Closed corynissen closed 11 years ago
Sorry, I was under the impression that the Mongo table I was looking at was food poison tweets only:
https://github.com/smartchicago/foodborne/blob/master/lib/tasks/fetch.rake#L25
What property should we be look at to filter out non-food-poisoning tweets?
Scott - yes the table (fp_tweets_chi_01) is only food poisoning tweets. However, it is both the ones R says are valid, and the ones R says are invalid. Both cases.
To filter, check out the rClass field:
db.fp_tweets_chi_01.find({rClass:"food poisoning tweet\n"}) or db.fp_tweets_chi_01.find({rClass:"not a food poisoning tweet\n"}) or db.fp_tweets_chi_01.find({rClass:"don't know..\n"})
(Don't blame me for the status texts, they come from Cory)
Shit, I should have noticed this earlier. I just figured the classifier sucked, I didn't know we weren't using it at all.
The classifier now filters out any tweets with an rClass of "not a food poisoning tweet\n".
I don't think it's a classifier or mongo issue. I worked with Joe to look at this tweet...

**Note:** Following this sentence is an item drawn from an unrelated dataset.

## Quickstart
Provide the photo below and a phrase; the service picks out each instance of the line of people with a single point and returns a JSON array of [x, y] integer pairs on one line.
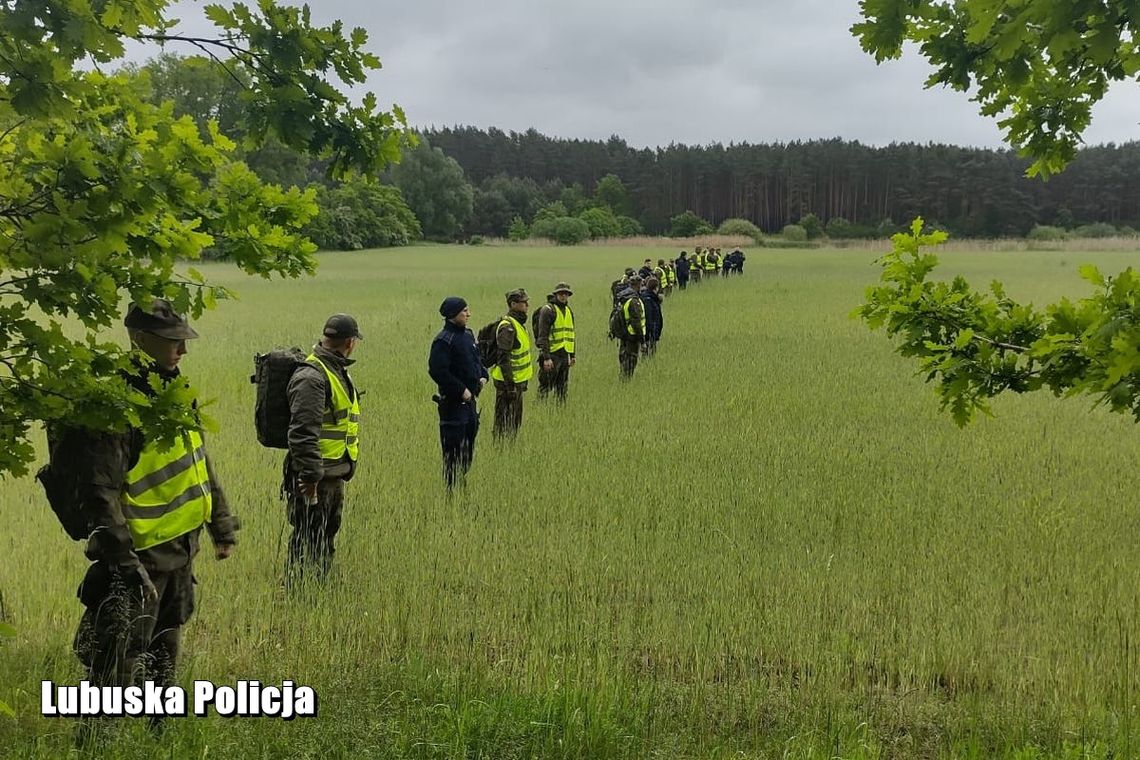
[[141, 504]]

tweet.id_str:"334866148690632704" RT @ChurrosNRainbws: I have food poisoning &My dad took apples and caramel ( my favorite) and started rubbing it in my face saying "haha look what I got" -.- by user @Stephanaaayyy
It is labeled as "not a food poisoning tweet" in mongo. If I cut and paste that text into my classifier service, it is also labeled as "not a food poisoning tweet".